A California Assembly committee has passed a bill that would grant tribal casinos and other parties the right to sue the state's cardrooms over controversial TPPP (third-party proposition player) card games, in the face of opposition from the cardrooms and their supporters.
The Assembly's Standing Committee on Governmental Organization passed Senate Bill 549 by a surprisingly wide 15-1 (with five abstentions) margin last week, sending the bill on to the Assembly's Committee on Appropriations for further debate.
SB 549's committee passage occurred despite over 100 protesters picketing outside California's state capitol building in Sacramento as the vote occurred. The protesters included cardroom management and employees and prominent city officials from several of the cities where cardrooms are located.
Loss of jobs and revenue feared
The bill's opponents have cried foul over the impact of the measure, which is now titled the "Tribal Nations Access to Justice Act". The bill would allow the tribes to re-litigate the legality of several of the disputed games, in which the tribal coalition backing SB 549 asserts that the de facto banking of the games by the cardrooms is illegal, despite the use of a workaround that has repeatedly been approved by California's gaming regulators.
The cardroom-friendly protests cite not only the existing legality of the games, but the massive economic impact should SB 549 become law.

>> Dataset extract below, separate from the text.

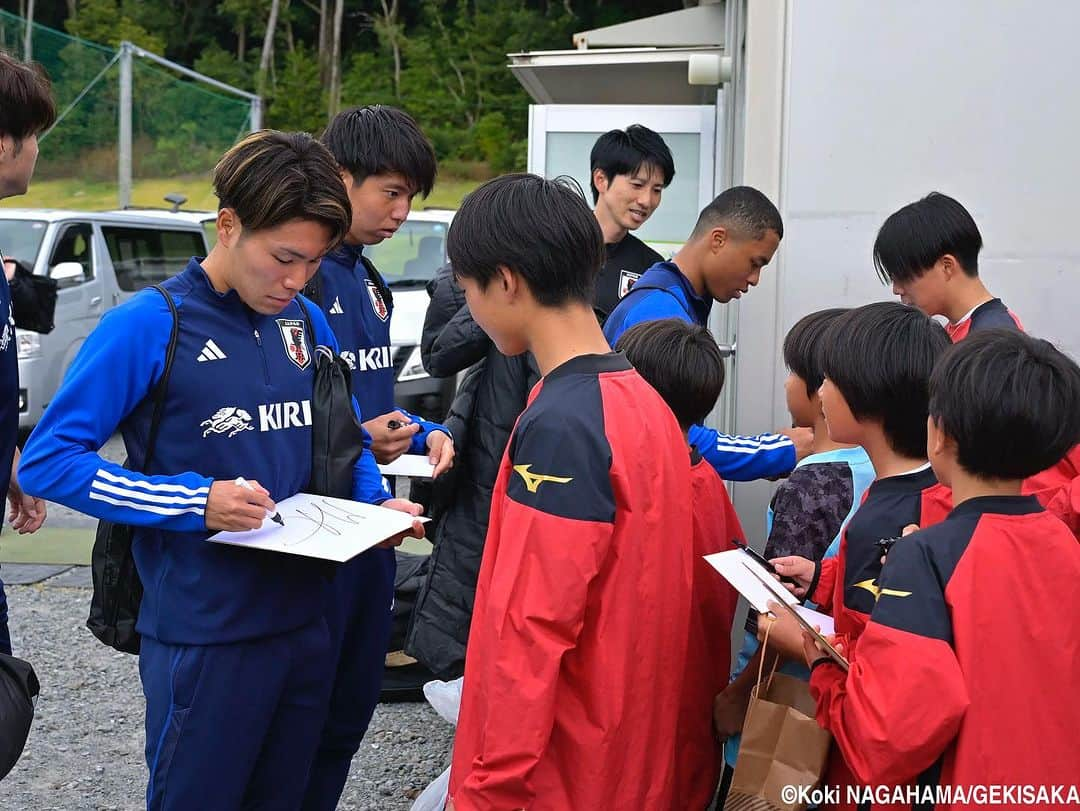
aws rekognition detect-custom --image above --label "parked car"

As reported on previously by PokerOrg, many cardrooms could be forced to downsize if certain card games were barred, and numerous smaller rooms could be forced out of business entirely. Cities hosting the cardrooms could collectively see revenue losses totaling tens of millions of dollars each year.
SB 549 would allow the well-funded tribal casinos to launch expensive litigation against any room offering TPPP games, while also exempting the California Gambling Control Commission from any adjudged damages, and its passage would almost certainly trigger secondary litigation on the constitutional legality of the bill.
“SB 549 is a bill that will negatively harm many of our cities who have cardrooms located in their communities," said Marcel Rodarte, executive director for the California Contracts Cities Association, which backs the rooms' existence and legality of the games. "Cardrooms are an integral part of our cities as they provide jobs.”